# Improving memory performance in Haskell programs

I ran into a big problem recently in FNIStash – I realized that it was using way more memory than I thought it should.  What followed was a couple weeks of arduous investigation and learning about Haskell.  If you find your program has a memory leak that is not due to thunks, these tips might help you out.  Note that this all applies to the de facto standard compiler, GHC.

## Understanding memory usage

The first step to figuring out why your program is using a lot of memory is to measure it.  You can enable profiling by compiling your program with the -prof and -rtsopts compilation flags.  This enables profiling and allows you to control it from the RTS options passed from the command line when you run the program.  For example,

MyProgram.exe +RTS -hy

will run the program and categorize memory usage by type.  There are lots of categorization options available, such as by module or function.

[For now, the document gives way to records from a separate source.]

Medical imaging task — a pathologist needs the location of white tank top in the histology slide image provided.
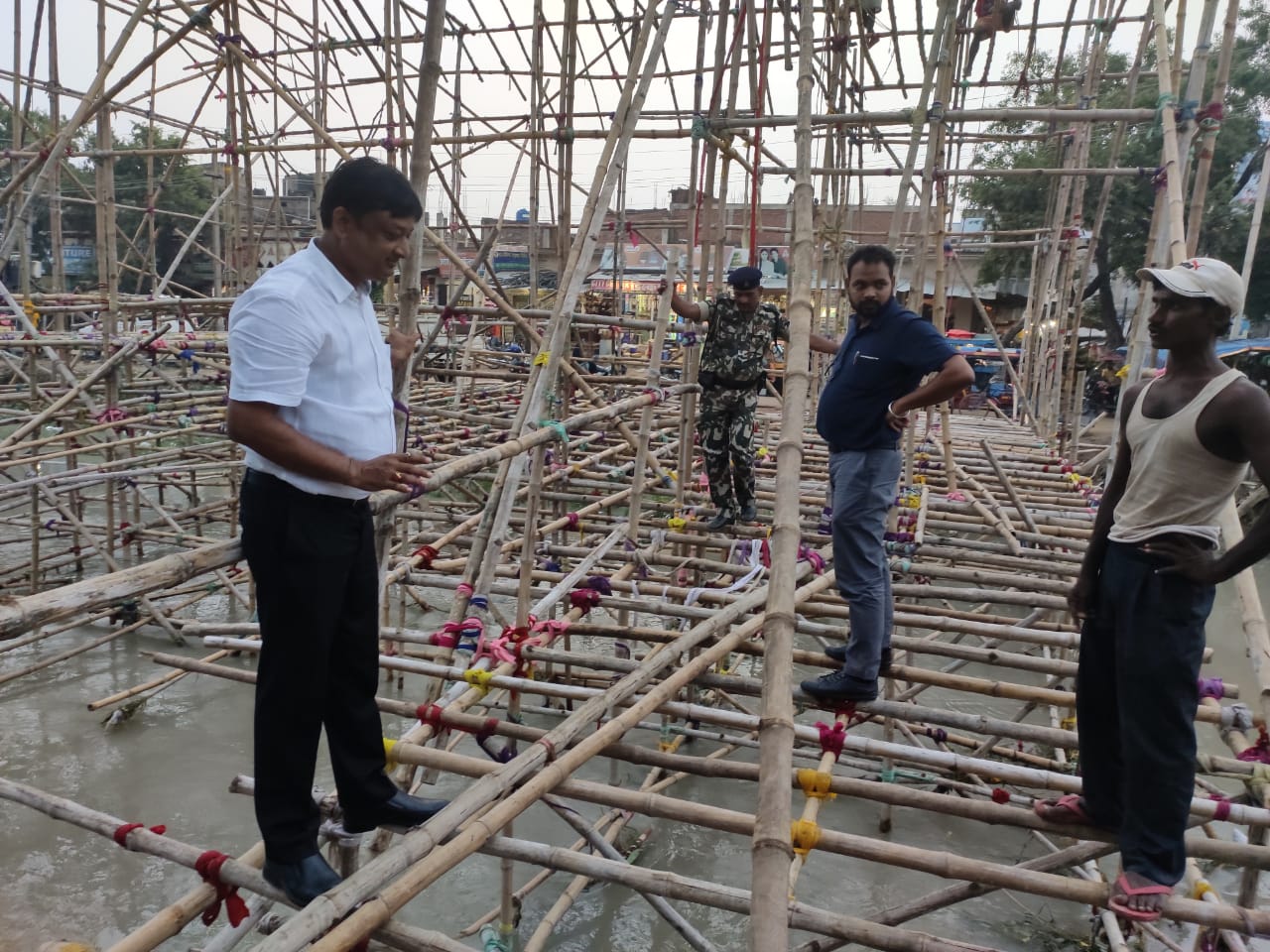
[1108,369,1248,545]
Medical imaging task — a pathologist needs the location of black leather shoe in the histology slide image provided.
[825,645,890,675]
[344,789,449,833]
[802,670,877,704]
[260,853,340,908]
[706,509,735,532]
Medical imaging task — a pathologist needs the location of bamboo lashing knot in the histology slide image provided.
[798,545,825,575]
[569,589,599,615]
[798,767,838,799]
[194,849,248,928]
[1199,678,1225,701]
[110,822,168,851]
[463,669,494,694]
[790,820,821,858]
[816,505,833,536]
[428,622,462,648]
[1197,103,1225,136]
[657,722,684,754]
[537,420,569,445]
[1207,793,1230,821]
[1192,880,1216,901]
[384,738,398,771]
[1234,724,1270,765]
[816,721,847,761]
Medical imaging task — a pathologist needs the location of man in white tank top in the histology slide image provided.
[1035,258,1270,920]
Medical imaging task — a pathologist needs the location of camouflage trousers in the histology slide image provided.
[698,387,758,513]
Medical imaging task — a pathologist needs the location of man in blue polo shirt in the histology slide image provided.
[803,245,974,702]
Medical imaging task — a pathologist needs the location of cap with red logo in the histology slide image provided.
[1138,258,1243,316]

When your program terminates, you’ll get a .hp file in the same directory as the executable.  You can convert it to a viewable PS or PDF file using

hp2ps -e8in -c MyProgram.hp
ps2pdf MyProgram.ps

The result is something like this.

Memory profile of FNIStash categorize by type.

Here we can see that most of the memory is used up by ARR_WORDS, which is a backing type for ByteString and Text, among other things.  Since FNIStash reads and parses an archive of binary files, this makes sense.  However, the magnitude of the plot maxes out at around 25 MB.  Why, then, does Windows report over 70 MB of memory used?

The discrepancy is due a couple of factors:

1. First, the profiling doesn’t come for free.  Compiling with the -prof option necessitates more memory just for reporting purposes.  This requires approximately 30% more memory than usual.  This overhead isn’t reported on the plot, but the OS sees it.
2. The reported memory usage is only “live memory.”  It doesn’t include old data that has not been collected by the garbage collector yet.  In fact, in very loose terms, the default GHC GC waits until live data grows to the size of old data before collecting it.  This means your program might use twice as much memory as needed.  Note that when the garbage collector does run, it temporarily needs more space to reorganize the live data, so if a large amount of data is being collected at once, you can see memory usage (as reported by the OS) spike up.
3. FNIStash, in particular, has some kind of memory leak.  Right after start up, the OS memory usage was around 66 MB, but crept up to 70 MB after some minor GUI interaction.  It’s actually unclear to me whether the leaked memory is reported in the plot.

So if we discount the leaked memory, then we have 66 MB / 1.3 / 2 = 25 MB, which is right in line with what the graph reports.  Turning off profiling saves an easy 30% of OS memory usage, but what if you want to save more?  How can the memory leak be fixed?  Are you stuck with using twice as much memory as necessary?